少秦抬起头,疼痛让他的脸色惨白惨白。虽然眉头还皱着,但脸上已溢出了笑意:“我没做梦,是真的。没事的,别担心,我以为在做梦呢,只有疼,才让我感觉到不是在做梦。我真的害怕梦醒了,你的爱不见了,你还是那个恨我的你。因为你说过恨我一辈子,甚至下辈子都恨我,我好害怕,怕你象以前那样决绝地恨我,我再也受不了了,你恨我,我宁愿去死。”
雪儿听了,心都碎了,一片一片地撒落一地。没想到自己会伤他伤得如此惨重,她恨自己当初怎么狠得下心肠伤害他,把他伤得没有了自我。琳姐说得没错,他现在敏感,多疑,象一根即将崩断的橡皮筋,明明自己表明了心迹,可他还是很不自信地怀疑。想到这里,她放声恸哭起来。
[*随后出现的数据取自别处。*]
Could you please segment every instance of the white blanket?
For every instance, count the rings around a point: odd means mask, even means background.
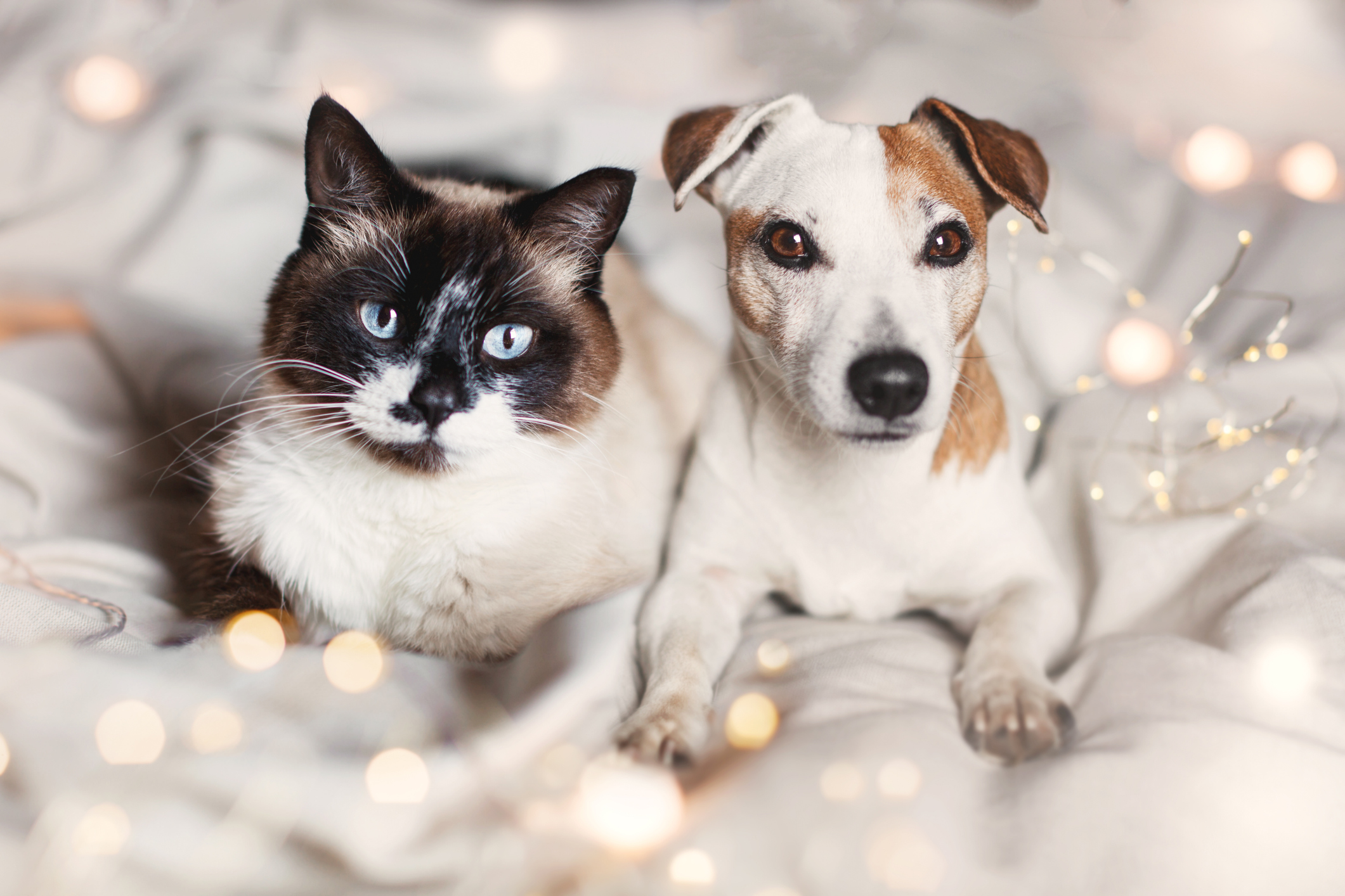
[[[0,193],[8,210],[38,210],[5,219],[0,271],[16,285],[77,289],[104,340],[0,345],[0,545],[128,615],[124,631],[101,637],[105,614],[32,587],[0,557],[0,893],[1345,892],[1345,457],[1332,430],[1345,269],[1323,249],[1345,232],[1338,207],[1271,187],[1197,199],[1124,141],[1080,124],[1096,71],[1080,70],[1077,47],[1060,51],[1060,35],[1084,26],[1052,4],[1018,19],[868,4],[869,26],[853,20],[858,5],[818,4],[812,31],[804,21],[775,43],[745,23],[767,7],[788,19],[780,4],[578,7],[550,20],[572,67],[546,103],[482,74],[502,21],[492,7],[164,4],[167,19],[126,24],[153,19],[152,5],[113,3],[101,17],[77,4],[51,17],[39,15],[46,4],[16,7],[11,23],[30,30],[11,34],[28,38],[0,75],[9,87],[0,111],[20,122],[8,152],[28,165],[0,176]],[[863,27],[872,39],[855,36]],[[51,107],[50,78],[109,34],[140,47],[165,81],[134,126],[95,130]],[[827,56],[827,42],[842,48]],[[585,55],[589,44],[605,50]],[[229,386],[226,365],[249,356],[268,278],[303,214],[295,148],[312,78],[354,69],[383,91],[367,122],[404,160],[465,157],[542,181],[596,164],[643,167],[623,239],[677,308],[724,337],[718,223],[701,203],[674,216],[648,168],[662,128],[685,107],[838,90],[826,71],[781,62],[799,47],[833,67],[849,60],[850,94],[824,97],[831,109],[897,120],[937,91],[1038,136],[1053,168],[1046,218],[1139,285],[1158,320],[1181,320],[1243,227],[1256,240],[1235,285],[1298,301],[1289,357],[1240,364],[1219,386],[1237,426],[1293,396],[1275,427],[1290,441],[1216,450],[1192,480],[1198,494],[1232,494],[1287,469],[1279,458],[1301,434],[1318,457],[1298,500],[1275,492],[1264,514],[1250,500],[1243,519],[1151,509],[1142,458],[1127,469],[1132,455],[1118,449],[1093,466],[1099,447],[1149,437],[1149,395],[1124,415],[1115,387],[1069,398],[1046,427],[1033,489],[1084,607],[1079,645],[1057,670],[1077,717],[1065,751],[1009,770],[974,756],[948,690],[960,645],[928,619],[859,625],[763,610],[717,709],[722,717],[738,695],[765,693],[781,712],[779,733],[759,752],[721,739],[682,774],[678,832],[632,856],[604,849],[570,813],[580,766],[604,750],[631,699],[636,592],[555,621],[500,669],[398,654],[366,695],[328,684],[319,646],[291,646],[264,672],[230,665],[218,637],[155,646],[183,635],[157,552],[194,509],[172,488],[151,488],[172,451],[136,446],[211,407]],[[612,77],[651,69],[666,83]],[[1099,369],[1098,345],[1124,305],[1032,234],[1010,306],[1005,232],[997,219],[981,329],[1026,466],[1017,420],[1049,402],[1024,356],[1068,391]],[[1057,259],[1053,274],[1037,270],[1042,254]],[[1239,355],[1264,333],[1239,301],[1197,348]],[[1198,438],[1224,411],[1210,402],[1205,387],[1166,390],[1163,426]],[[1088,497],[1095,482],[1103,501]],[[1127,489],[1150,508],[1143,519],[1126,519]],[[790,647],[779,674],[757,666],[767,638]],[[165,746],[151,764],[100,755],[95,724],[124,700],[161,719]],[[190,746],[204,704],[237,712],[237,747]],[[393,747],[424,758],[422,802],[371,801],[366,766]],[[670,881],[685,849],[705,853],[714,884]],[[110,854],[87,854],[100,850]]]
哭声引得路人频频回头观望。少秦见了,轻轻地拍着她的背,耳语道:“好了,人家都在看着你呢,羞不羞?”
雪儿慢慢地止住了哭泣,想起了那天在机场痛哭的情形,忍不住笑了起来。少秦见她这样,有些奇怪,想起儿时的童谣,顺口说了出来:“一会儿哭,一会儿笑,两只眼睛开大炮,开得高,吃蛋糕,开得低,吃鼻涕。”说完,低着头看着她笑了起来。
雪儿抬起头,难得见他孩子气,知道他打开了心结,心情愉快,不由得由衷地高兴起来。少秦问道:“怎么哭着哭着笑了?想起什么好笑的事吗?”
她扁扁嘴说:“那天在机场,看见你的手机,我哭了,哭得昏天黑地的,哭完了,发现柱子上有个摄像头正对着我,糗死了,都被人家看见了。”
“哦,真有意思。”少秦笑了,而且是坏坏的那种笑,不知他在动什么“坏脑筋”。
雪儿见他笑得坏坏的,很诡异。推开他,嘟起小嘴,不高兴地说:“你又取笑我了,我出糗了,你就高兴了。”
少秦见她不高兴,忙不迭地哄她:“没有,没有笑你,别生气了,我掌嘴。”
话音刚落,就伸手装作要打脸。雪儿忙伸手拉住了:“谁生气了,我才没有小鸡肚肠呢。”
他们坐了片刻,谁都没有说话。少秦为了活跃气氛,转过头,笑容可掬地说:“我讲个笑话给你听,要听吗?”雪儿点点头。他就讲开了。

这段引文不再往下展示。